This recipe holds a special place in my heart, and I’m excited to finally share it with you.
So before I delve into why this cake recipe means a lot to me, I want to give you a little background on it. Mawa (Urdu: Khoya) is basically just milk solids. It’s obtained by cooking off large quantities of milk (full-fat) on medium to low heat, until most of the water content has evaporated, and you’re left with just milk solids. These solids are used in a variety of dishes, but mostly sweets. You can make Khoya at home, which will most definitely be superior in terms of taste and quality, but these days it can easily be found at your local South Asian markets as well. For the sake of ease, I have used store-bought.
Baking isn’t very traditional to South Asian cuisine, but is a result of trade, immigration, and colonization. Mawa Cake is a confection that was brought to India by ways of the Parsi community (an ethnic group of people whose ancestors immigrated from Persia to the Subcontinent in the 7th century). It’s a lightly sweetened cake that can be enjoyed alongside a steaming cup of tea or coffee. I first stumbled upon this cake more than 8 years ago when I used to participate in a monthly baking challenge aptly called Daring Bakers. I have since adapted the recipe to be more fitting to our tastebuds, so while my recipe may not be 100% traditional, it is 100% delicious 😜
Now, as to why this recipe holds a special place in my heart- my Papa loved this cake. I first made it in 2013, as something to be served alongside tea on Eid. Ramadan had just come to an end, and my mom had recently come home from the hospital after going through cardiac triple bypass surgery. Since she couldn’t leave home, many of her and my Papa’s close friends came to visit her at the house. I had set out this cake and some snacks with tea to serve to our guests, but my Papa had his heart set on this cake. He urged every single person that came to try it, and to each of them he said, “Try the cake! Henna made it!”
It’s a very special memory for me, and I hold it close to my heart. That Eid happened to be our last one together, and I am so grateful for the memories left behind with it.

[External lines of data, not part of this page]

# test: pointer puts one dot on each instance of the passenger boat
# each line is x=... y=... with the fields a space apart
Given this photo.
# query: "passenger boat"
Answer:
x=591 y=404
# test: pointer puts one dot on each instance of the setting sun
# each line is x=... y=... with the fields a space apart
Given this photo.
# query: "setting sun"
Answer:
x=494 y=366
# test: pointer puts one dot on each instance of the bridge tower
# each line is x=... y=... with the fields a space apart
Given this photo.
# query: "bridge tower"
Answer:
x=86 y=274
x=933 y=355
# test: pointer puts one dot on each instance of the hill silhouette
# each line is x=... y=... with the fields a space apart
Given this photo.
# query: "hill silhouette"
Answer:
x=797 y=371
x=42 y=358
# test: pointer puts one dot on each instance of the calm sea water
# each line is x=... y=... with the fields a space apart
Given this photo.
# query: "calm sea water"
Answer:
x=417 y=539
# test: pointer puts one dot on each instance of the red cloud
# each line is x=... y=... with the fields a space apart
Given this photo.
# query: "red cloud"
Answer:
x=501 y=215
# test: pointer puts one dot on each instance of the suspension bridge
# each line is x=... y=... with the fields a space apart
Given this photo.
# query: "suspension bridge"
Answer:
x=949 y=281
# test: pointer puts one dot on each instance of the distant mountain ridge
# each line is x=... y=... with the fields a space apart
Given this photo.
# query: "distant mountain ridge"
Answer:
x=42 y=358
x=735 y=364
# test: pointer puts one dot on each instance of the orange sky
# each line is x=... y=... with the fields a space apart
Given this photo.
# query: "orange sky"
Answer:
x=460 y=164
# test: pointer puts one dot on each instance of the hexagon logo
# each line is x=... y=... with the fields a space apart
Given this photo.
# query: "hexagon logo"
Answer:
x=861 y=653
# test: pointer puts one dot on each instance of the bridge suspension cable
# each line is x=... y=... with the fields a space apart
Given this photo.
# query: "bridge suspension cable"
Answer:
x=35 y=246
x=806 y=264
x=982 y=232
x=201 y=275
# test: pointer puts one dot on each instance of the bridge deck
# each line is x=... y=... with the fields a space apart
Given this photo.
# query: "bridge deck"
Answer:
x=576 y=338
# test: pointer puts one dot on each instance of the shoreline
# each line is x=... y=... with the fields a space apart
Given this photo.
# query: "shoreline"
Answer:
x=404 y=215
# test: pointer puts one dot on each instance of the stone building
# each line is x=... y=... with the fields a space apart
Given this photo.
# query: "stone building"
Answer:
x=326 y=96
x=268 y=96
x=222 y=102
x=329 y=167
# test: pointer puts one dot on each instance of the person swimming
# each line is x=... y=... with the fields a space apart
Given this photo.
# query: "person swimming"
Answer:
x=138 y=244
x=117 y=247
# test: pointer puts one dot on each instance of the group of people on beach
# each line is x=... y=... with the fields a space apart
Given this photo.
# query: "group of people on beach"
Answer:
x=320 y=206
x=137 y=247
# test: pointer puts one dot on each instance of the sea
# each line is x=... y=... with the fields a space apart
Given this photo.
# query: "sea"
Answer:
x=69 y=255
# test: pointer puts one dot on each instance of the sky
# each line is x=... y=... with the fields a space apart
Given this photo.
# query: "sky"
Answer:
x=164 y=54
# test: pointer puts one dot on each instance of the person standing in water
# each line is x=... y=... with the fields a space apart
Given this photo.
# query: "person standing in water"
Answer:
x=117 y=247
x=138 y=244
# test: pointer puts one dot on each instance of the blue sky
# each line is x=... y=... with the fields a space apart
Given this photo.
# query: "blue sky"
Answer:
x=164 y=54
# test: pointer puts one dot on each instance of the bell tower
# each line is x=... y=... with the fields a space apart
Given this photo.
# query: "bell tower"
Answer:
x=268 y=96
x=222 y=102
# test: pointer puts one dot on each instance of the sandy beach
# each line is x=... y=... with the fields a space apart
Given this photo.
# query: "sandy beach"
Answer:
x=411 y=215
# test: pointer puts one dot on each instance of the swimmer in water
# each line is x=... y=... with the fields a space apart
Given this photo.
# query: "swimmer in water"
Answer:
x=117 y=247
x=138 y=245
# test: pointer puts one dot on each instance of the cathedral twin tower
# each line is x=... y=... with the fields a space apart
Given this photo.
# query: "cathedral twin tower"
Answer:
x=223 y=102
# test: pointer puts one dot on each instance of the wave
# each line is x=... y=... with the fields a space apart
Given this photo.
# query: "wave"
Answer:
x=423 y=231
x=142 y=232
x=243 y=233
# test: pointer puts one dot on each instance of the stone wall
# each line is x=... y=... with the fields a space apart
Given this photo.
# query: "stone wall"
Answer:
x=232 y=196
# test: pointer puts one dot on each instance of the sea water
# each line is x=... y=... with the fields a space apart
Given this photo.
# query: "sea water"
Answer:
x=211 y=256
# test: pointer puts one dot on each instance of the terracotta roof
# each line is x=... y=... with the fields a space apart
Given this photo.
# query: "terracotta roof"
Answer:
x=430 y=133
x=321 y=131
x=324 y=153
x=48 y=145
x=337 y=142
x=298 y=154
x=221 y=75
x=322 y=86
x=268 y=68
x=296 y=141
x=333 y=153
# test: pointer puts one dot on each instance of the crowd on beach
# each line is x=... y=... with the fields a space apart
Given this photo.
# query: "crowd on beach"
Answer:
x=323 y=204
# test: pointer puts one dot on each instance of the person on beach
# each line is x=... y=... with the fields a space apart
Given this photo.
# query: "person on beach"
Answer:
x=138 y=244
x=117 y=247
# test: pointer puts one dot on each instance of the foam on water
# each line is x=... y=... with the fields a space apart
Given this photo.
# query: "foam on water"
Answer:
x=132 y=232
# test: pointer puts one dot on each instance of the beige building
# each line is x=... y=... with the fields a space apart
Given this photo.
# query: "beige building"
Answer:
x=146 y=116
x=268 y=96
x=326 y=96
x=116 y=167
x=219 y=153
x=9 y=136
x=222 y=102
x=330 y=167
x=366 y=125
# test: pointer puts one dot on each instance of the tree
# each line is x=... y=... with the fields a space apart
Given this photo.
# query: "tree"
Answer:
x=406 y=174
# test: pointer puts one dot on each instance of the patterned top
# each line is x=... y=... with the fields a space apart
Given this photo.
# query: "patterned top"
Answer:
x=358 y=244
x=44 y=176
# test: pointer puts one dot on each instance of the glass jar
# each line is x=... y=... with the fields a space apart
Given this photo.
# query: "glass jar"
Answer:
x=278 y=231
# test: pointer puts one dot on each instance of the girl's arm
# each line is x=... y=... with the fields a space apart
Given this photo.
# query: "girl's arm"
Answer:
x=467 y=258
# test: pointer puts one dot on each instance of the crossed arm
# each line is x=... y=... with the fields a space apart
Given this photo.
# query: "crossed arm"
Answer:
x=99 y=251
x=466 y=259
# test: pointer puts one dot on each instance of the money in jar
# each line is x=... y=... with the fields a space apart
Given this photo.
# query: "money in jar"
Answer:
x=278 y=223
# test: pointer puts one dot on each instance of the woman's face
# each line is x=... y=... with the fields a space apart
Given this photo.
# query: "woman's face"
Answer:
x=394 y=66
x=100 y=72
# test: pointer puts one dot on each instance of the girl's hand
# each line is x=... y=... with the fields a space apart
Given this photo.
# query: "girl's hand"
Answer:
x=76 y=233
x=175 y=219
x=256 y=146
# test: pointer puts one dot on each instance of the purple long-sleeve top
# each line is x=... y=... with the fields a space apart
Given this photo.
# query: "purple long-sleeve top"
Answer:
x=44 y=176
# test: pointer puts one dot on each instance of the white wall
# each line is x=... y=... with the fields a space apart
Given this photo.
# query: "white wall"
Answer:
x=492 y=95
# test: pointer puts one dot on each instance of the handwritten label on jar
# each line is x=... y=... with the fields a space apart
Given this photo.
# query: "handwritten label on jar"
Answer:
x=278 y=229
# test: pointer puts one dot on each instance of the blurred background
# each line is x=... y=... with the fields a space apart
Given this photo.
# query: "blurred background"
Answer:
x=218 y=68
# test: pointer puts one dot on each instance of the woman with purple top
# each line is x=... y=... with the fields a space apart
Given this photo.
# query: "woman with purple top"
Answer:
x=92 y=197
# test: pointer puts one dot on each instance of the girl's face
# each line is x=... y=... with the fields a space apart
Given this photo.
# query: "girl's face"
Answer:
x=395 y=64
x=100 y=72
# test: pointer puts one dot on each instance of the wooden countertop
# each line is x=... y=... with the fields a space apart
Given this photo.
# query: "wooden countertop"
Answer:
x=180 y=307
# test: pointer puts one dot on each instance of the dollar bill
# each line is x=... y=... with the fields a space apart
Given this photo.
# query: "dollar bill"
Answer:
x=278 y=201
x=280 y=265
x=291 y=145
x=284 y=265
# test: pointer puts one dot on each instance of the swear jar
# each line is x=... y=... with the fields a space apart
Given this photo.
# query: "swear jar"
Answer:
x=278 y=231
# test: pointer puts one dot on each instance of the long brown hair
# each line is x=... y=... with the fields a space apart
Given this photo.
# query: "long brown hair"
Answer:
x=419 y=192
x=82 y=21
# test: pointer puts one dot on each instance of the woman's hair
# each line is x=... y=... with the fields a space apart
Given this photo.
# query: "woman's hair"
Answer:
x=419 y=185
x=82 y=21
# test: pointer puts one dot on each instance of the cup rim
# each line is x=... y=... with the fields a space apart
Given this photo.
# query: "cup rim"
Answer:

Today marks what would have been my Papa’s 72nd birthday, and I can’t think of a better way to celebrate him. I love you Papa, and I miss you every single day.

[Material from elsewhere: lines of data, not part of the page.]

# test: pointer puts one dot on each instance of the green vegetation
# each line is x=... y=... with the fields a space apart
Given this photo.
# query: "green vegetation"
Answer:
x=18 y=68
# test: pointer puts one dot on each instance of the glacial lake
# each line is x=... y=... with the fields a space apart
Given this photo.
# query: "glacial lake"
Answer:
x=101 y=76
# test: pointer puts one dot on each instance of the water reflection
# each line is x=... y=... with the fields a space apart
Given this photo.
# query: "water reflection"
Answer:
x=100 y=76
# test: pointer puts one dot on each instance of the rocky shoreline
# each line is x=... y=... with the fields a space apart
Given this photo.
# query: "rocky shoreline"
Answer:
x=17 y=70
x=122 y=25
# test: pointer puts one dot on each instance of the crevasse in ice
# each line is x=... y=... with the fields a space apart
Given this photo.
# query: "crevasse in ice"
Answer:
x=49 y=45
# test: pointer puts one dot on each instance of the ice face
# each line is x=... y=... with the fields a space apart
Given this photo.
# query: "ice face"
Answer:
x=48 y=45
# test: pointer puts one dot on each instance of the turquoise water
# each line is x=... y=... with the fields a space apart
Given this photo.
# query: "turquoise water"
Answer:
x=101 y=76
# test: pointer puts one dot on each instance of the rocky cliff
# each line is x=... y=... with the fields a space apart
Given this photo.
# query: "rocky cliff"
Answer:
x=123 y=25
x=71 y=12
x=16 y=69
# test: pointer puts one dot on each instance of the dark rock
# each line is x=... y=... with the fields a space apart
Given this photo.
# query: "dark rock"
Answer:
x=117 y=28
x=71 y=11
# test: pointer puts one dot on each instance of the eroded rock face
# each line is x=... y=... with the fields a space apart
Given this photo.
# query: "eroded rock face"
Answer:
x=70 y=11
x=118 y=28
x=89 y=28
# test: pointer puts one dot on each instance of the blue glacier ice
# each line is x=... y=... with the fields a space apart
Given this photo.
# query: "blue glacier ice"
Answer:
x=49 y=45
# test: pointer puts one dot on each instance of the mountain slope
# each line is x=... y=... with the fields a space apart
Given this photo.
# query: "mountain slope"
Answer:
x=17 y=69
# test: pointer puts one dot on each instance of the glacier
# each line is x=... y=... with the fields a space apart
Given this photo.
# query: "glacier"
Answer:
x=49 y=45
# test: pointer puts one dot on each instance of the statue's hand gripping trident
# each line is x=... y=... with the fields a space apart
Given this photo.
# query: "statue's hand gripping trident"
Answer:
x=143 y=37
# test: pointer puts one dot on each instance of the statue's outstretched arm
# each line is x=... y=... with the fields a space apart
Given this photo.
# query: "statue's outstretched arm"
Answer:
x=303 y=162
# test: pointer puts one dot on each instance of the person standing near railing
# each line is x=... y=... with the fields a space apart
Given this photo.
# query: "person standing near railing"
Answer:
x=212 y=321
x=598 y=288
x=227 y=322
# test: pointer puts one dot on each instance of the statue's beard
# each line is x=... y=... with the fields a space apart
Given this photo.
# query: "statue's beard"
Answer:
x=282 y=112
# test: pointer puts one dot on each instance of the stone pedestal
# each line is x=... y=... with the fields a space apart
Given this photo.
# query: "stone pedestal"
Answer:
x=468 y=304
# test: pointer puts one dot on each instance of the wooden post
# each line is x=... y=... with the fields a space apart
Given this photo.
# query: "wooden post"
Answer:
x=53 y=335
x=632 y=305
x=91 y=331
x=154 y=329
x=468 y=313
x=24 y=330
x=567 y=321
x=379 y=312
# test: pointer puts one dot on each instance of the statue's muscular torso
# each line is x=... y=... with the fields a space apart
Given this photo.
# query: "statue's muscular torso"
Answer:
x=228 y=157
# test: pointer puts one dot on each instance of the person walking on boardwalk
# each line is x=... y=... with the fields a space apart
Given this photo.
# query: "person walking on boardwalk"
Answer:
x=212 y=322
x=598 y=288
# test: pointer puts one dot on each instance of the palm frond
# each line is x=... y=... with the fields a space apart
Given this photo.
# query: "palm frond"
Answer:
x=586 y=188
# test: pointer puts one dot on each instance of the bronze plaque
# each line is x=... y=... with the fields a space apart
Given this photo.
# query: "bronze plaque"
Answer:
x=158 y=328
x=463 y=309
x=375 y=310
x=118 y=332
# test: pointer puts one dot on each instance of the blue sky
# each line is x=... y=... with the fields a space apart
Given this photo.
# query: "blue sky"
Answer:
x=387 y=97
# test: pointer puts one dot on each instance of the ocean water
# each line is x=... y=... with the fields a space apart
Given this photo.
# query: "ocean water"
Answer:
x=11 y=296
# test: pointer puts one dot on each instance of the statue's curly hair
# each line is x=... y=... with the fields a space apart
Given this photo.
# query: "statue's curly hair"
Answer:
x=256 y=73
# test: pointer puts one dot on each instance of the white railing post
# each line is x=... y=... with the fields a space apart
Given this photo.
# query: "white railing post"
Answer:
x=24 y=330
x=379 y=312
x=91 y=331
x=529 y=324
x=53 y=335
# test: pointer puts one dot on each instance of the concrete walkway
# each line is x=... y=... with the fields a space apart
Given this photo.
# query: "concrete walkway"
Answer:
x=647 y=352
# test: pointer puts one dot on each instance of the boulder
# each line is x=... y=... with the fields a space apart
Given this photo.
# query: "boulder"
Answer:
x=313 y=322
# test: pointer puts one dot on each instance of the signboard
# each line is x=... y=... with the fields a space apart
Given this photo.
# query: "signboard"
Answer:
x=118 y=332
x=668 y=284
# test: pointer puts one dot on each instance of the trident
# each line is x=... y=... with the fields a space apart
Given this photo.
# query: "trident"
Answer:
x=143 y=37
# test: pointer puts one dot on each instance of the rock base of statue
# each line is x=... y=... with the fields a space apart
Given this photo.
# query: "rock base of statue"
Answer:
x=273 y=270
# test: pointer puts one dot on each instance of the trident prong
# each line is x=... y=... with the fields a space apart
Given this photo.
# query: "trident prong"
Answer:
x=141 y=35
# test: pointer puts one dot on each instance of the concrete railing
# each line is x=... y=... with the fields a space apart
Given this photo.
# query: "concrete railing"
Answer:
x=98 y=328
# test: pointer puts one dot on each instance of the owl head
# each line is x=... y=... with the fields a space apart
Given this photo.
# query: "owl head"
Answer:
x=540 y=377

Note: This cake is not meant to be ultra sweet. It is slightly sweet and dry, and is meant to be enjoyed alongside tea or coffee.
Mawa Cake (Khoya Cake)
- 1½ cups cake flour
- 1 teaspoon ground cardamom
- 1 teaspoon baking powder
- ½ teaspoon baking soda
- ¼ teaspoon salt
- 1 cup granulated sugar
- ½ cup neutral flavored oil
- ¾ cup whole milk
- ½ cup full-fat plain yogurt
- 1 teaspoon vanilla extract
- 120 grams khoya/mawa (milk solids), finely shredded or crumbled
- Sliced nuts, for garnish
Preheat oven to 350°F and set aside a greased 9-inch springform pan.
In a large bowl, whisk together cake flour, ground cardamom, baking powder, baking soda, and salt. Set aside.

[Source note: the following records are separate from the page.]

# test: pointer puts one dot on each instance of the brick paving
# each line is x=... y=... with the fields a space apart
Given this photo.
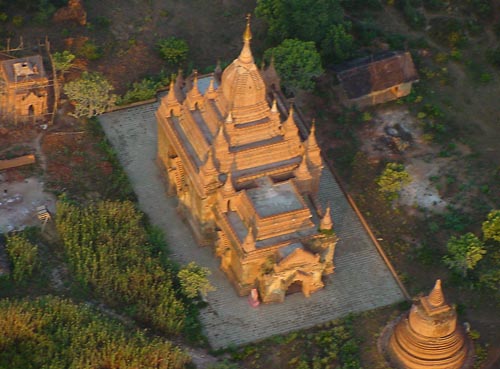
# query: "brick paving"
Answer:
x=361 y=280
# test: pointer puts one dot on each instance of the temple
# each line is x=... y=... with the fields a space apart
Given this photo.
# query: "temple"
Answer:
x=429 y=337
x=246 y=182
x=23 y=88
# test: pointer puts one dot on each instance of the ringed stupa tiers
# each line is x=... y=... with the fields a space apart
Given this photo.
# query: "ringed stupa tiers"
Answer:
x=429 y=337
x=245 y=181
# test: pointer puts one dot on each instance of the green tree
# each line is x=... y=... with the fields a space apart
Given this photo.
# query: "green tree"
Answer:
x=174 y=50
x=63 y=61
x=23 y=256
x=302 y=19
x=491 y=226
x=338 y=44
x=194 y=280
x=464 y=253
x=392 y=180
x=297 y=63
x=50 y=332
x=110 y=252
x=91 y=94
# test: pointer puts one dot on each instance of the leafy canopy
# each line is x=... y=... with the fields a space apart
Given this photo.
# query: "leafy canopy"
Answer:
x=91 y=94
x=392 y=180
x=63 y=61
x=491 y=226
x=174 y=50
x=464 y=253
x=194 y=280
x=53 y=333
x=297 y=63
x=23 y=256
x=301 y=19
x=110 y=252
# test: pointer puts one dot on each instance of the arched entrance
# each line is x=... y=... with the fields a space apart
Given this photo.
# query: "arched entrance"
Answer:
x=294 y=287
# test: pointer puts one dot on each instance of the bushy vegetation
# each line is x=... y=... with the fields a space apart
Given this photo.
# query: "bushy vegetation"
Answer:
x=392 y=180
x=297 y=63
x=174 y=50
x=23 y=256
x=109 y=252
x=91 y=94
x=332 y=346
x=53 y=333
x=464 y=253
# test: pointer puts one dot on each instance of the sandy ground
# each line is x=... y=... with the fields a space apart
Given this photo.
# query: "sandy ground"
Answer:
x=421 y=192
x=18 y=203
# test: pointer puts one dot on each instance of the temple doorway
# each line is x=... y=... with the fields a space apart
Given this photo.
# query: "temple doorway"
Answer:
x=295 y=287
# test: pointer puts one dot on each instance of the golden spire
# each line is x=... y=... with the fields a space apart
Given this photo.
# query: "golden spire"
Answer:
x=228 y=188
x=326 y=223
x=209 y=166
x=311 y=139
x=436 y=297
x=274 y=108
x=194 y=89
x=171 y=98
x=247 y=35
x=249 y=242
x=246 y=56
x=302 y=171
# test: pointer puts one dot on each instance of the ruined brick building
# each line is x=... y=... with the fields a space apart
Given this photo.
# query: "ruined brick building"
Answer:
x=23 y=88
x=246 y=182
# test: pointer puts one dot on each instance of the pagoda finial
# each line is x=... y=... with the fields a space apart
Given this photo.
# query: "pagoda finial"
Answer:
x=274 y=108
x=249 y=242
x=302 y=171
x=209 y=166
x=195 y=82
x=312 y=144
x=228 y=187
x=436 y=297
x=326 y=223
x=246 y=56
x=247 y=35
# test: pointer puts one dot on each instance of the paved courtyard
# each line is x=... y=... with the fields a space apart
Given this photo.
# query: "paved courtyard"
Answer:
x=361 y=281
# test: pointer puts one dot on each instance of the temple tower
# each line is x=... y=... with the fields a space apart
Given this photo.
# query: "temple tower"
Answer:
x=245 y=180
x=429 y=337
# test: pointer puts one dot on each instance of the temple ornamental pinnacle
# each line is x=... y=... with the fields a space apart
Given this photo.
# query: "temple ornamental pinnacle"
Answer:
x=246 y=182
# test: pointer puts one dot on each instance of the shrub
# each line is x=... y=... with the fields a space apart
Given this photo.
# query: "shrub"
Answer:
x=23 y=256
x=174 y=50
x=109 y=252
x=53 y=333
x=464 y=252
x=392 y=180
x=91 y=94
x=140 y=91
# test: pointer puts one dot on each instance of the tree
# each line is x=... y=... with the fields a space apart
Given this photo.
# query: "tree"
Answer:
x=392 y=180
x=91 y=94
x=23 y=256
x=491 y=226
x=63 y=61
x=297 y=63
x=194 y=280
x=338 y=44
x=174 y=50
x=464 y=253
x=302 y=19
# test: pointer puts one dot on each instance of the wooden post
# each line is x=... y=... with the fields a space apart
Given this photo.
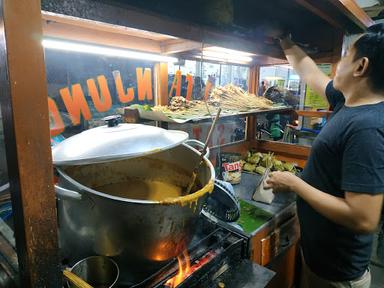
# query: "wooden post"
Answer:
x=161 y=76
x=23 y=98
x=253 y=86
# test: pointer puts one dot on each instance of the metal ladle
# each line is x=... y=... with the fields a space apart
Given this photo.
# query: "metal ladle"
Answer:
x=76 y=280
x=200 y=161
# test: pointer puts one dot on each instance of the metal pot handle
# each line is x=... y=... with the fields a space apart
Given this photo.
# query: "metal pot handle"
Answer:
x=68 y=194
x=197 y=143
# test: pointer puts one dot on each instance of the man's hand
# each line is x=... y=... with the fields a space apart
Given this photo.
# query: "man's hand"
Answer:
x=281 y=181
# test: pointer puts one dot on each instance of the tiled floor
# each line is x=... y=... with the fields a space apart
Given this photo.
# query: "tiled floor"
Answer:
x=377 y=276
x=377 y=270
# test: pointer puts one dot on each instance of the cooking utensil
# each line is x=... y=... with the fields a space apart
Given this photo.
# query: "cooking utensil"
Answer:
x=115 y=142
x=98 y=271
x=139 y=234
x=222 y=203
x=200 y=161
x=75 y=280
x=261 y=194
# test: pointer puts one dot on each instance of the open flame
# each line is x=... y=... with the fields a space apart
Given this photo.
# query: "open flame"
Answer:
x=185 y=268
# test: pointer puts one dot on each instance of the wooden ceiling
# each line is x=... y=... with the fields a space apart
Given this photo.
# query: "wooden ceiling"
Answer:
x=235 y=24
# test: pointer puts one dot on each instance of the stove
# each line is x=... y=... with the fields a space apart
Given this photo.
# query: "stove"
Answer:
x=216 y=257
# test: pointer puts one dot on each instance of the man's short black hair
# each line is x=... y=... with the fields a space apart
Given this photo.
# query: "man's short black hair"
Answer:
x=371 y=45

In a separate bowl, whisk together sugar and oil until completely incorporated . Add milk, yogurt, and vanilla, whisking until smooth with each addition.
Add the flour mixture to the liquid mixture, and gently whisk until thoroughly combined. Gently fold in shredded khoya/mawa.
Transfer batter to prepared pan and garnish with sliced nuts. Bake until golden brown and an inserted toothpick comes out clean, about 40 to 45 minutes. Check on the cake at the 30-minute mark; if it seems to be browning too fast, loosely tent the cake with aluminum foil.
Remove cake from oven and cool for 20 minutes before attempting to remove from the pan.
You can make your own cake flour by pouring 1 1/2 cups of all-purpose flour into a bowl. Remove 3 tablespoons of the flour, and add 3 tablespoons cornstarch. Sift this mixture a few times. Homemade cake flour is ready.